I stopped to take pictures on a Friday a few weeks ago on my way home from work. There is a pull-off behind the local mall complex and beside a large stream — trout waters, according to a sign hung on a tree streamside. It may as well have been a different world from the one I left behind at work: silent, still, tranquil, and relaxed.
A flock of mallards patrolled the waters until my intrusion startled them into flight. I captured the takeoff, only to discover I had the shutter speed impossibly slow. Their exodus looked more like a mallard-colored grease smear than a flock of ducks. Lesson one: check your camera settings before you leave the car.
Later, a kingfisher swooped by in a brilliant flash of blue, intent on spearing lunch. There was no time to snap a shot or even lift the camera to my eye, only time enough to see its run. Later I spied it off in the distance, perched among the treetops. Lesson two: some things can’t be photographed, only experienced in the moment.
As I scanned the treetops for another chance at the kingfisher, I turned back towards the car ... and stepped into a muskrat hole I never saw. Fortunately, only my heel entered the hole and not my toe. Somehow I managed to stay upright and hang on to my camera. Had I fallen, I could have found myself covered in snow with a broken camera, or worse, a broken leg. Lesson three: maintain awareness of your surroundings, not just your target.
A covered bridge spans the stream, built on stone foundations. Covered bridges are picturesque, but I think they tend to be overdone. I found my eye drawn not to the bridge, but to a beautiful graffiti work of art. A primal, almost tribal fish in blues and reds rose to strike a stylized spray-paint tag. Had I simply dismissed the bridge as overdone, I would have missed the fish. Lesson four: everything is worth a second look from a new angle.
Motion caught my eye from across the water, a flash of grey among the grasses on the far bank. I studied the area carefully, first with my naked eye, then with my telephoto "monster lens," but saw nothing. I took the shot anyway. Later, at home, I zoomed in on the photo to discover a bold little sparrow, his head cocked to the side as if to say, “What are you looking at?” Lesson five: take the shot.

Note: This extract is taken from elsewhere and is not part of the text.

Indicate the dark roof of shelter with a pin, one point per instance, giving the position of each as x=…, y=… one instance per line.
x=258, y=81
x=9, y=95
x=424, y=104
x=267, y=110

More movement and rustling drew my attention to another sparrow scratching for his supper among the fallen leaves on my side of the stream. He hopped and scratched vigorously, shifting constantly as I snapped a dozen or so pictures. The angle wasn’t always ideal, but the session yielded one shot mid-scratch and another mid-stretch, his wings at half-mast. Lesson six: keep shooting.
By this point my fingers were numb, and my camera’s battery was flashing empty. While I had another battery in my pocket, I was ready for some warmth and a coffee. Six lessons were enough for one day. I’ll be back, maybe when the weather turns warmer and things green up a bit.